Faced with the aftermath of a deep downturn, European officials want to exempt banks from provisioning rules on non-performing loans (NPLs) backed by pandemic-related public guarantees for the first seven years, giving them relief just when bad loans are likely to rise.
“I am not at all convinced that postponing calendar provisioning rules now, with the recovery just beginning, is the right choice,” Enria said in a speech.
“Postponing or watering down these rules would mean accepting that the EU banking sector may remain clogged with pandemic-related secured NPLs for longer than a decade, leaving it unprepared to face the next recession.”

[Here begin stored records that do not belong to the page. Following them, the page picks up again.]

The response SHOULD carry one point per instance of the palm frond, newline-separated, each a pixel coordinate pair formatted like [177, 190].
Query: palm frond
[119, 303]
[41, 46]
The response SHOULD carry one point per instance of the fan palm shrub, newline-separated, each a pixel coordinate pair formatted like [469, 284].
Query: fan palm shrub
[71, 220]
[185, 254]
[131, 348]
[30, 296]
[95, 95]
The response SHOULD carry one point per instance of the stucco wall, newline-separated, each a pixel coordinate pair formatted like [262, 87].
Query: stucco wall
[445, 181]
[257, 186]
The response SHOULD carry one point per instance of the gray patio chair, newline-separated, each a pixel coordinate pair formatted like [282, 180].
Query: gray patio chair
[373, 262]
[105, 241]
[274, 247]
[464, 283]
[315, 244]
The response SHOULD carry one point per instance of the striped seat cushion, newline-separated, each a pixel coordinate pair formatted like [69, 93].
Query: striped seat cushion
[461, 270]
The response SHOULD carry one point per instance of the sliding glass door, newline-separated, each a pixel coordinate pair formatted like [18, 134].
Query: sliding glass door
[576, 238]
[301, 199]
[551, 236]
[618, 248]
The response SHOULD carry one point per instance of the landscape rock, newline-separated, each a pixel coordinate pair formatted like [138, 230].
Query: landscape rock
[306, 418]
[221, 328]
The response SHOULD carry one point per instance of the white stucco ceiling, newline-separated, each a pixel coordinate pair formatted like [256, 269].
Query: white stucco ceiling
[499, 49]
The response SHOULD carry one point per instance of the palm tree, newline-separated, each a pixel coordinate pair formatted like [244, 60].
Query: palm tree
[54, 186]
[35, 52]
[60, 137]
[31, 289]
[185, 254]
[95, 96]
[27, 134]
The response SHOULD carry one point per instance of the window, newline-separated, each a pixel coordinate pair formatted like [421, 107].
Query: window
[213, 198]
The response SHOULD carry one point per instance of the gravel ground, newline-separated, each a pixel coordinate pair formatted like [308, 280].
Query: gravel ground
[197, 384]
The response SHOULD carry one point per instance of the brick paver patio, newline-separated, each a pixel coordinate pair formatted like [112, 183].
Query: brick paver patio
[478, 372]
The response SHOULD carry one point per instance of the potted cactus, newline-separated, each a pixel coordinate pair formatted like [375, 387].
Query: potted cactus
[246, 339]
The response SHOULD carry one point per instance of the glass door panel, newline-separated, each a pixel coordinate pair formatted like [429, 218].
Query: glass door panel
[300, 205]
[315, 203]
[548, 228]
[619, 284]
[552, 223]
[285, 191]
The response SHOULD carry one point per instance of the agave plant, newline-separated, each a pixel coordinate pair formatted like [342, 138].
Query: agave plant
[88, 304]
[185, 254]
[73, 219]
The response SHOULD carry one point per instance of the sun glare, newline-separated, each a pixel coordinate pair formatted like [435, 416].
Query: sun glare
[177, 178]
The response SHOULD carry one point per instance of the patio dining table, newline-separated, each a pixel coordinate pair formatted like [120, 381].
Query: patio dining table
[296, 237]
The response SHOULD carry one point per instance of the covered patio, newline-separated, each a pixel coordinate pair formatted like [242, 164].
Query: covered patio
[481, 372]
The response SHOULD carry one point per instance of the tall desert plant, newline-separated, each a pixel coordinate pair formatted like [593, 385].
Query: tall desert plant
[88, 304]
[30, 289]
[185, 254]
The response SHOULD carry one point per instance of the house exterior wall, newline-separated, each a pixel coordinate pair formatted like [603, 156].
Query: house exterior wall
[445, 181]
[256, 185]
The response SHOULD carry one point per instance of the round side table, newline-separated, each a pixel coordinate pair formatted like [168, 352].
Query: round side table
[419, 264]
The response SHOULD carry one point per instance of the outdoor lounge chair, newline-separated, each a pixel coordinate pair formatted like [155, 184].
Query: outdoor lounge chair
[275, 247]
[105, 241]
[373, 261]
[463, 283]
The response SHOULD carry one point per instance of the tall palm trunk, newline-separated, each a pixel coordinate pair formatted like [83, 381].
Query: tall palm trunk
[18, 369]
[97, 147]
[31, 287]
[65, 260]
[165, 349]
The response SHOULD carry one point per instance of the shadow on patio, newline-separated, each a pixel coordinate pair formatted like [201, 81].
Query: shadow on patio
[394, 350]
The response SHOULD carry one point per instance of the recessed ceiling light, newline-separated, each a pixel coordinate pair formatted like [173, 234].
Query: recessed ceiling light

The ECB has already warned that banks are not preparing adequately for the deluge of soured loans and some lenders are releasing provisions, even though the full impact of the crisis may not be clear for years.
Instead of giving clients more time to make payment, banks should discuss restructuring to protect customers from over-indebtedness, Enria said.
“Reducing NPLs is associated with faster economic growth, higher corporate investment and lower unemployment,” he said, adding that other countries, including the United States, follow shorter timeframes to fully write off impaired loans.
Banks in Europe sat on nearly $1 trillion of bad loans after the bloc’s debt crisis and it took persistent pressure from the ECB to get much of that resolved.